The Cloud Security Alliance has published guidance identifying the fundamental question that security teams must address before any AI project proceeds: What data will this system access and what actions can it take? According to CSA researchers, this seemingly simple question reveals the true attack surface and risk profile that organizations must secure.

The guidance emphasizes that AI systems differ fundamentally from traditional applications because they combine data access with autonomous decision-making capabilities. A customer service chatbot that only retrieves information presents different risks than an AI agent that can modify records, send emails, or execute transactions. Security teams must map these capabilities before deployment.

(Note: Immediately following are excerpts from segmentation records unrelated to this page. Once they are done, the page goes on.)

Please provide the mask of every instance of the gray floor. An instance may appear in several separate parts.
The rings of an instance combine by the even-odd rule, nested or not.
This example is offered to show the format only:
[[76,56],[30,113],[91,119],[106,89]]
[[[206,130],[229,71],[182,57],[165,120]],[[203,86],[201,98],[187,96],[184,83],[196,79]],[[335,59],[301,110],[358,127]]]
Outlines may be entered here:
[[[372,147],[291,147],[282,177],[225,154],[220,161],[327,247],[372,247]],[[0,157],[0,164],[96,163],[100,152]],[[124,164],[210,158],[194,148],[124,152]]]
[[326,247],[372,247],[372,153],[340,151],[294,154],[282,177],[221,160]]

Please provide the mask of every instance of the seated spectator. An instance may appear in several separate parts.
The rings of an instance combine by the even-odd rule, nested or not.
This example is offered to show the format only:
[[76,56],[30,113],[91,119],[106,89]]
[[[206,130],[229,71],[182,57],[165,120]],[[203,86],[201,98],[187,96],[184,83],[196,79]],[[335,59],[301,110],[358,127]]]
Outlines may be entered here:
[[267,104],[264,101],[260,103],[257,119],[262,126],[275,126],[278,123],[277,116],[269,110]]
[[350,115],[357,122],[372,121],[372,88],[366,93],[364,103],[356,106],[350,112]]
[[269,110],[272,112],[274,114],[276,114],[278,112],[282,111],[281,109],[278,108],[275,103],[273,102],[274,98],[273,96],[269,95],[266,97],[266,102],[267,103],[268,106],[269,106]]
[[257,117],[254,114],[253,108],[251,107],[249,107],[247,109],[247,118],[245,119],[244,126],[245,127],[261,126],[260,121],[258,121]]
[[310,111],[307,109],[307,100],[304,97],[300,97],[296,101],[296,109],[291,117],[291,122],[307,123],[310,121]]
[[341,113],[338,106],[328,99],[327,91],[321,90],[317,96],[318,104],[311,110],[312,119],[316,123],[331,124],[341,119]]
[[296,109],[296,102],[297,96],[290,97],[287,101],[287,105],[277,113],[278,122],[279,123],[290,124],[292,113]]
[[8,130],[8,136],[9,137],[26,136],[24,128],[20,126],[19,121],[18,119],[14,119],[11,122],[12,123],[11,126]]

CSA recommends creating a comprehensive inventory of all data sources the AI system will access, including databases, APIs, file systems, and external services. Teams should document whether access is read-only or includes write capabilities, and identify the sensitivity classification of each data source. This inventory becomes the foundation for access control policies and monitoring strategies.

The action capability assessment should enumerate all operations the AI can perform, from benign activities like generating responses to consequential actions like processing payments or modifying configurations. Each capability requires explicit authorization controls and audit logging. Organizations should implement the principle of least privilege, granting only the minimum permissions necessary for intended functionality.

Security leaders note that many AI deployments fail to conduct this basic assessment, resulting in over-privileged systems that present unnecessary risk. The CSA guidance concludes that organizations answering this question thoroughly before deployment will identify potential security issues early when remediation costs are lowest and design choices remain flexible.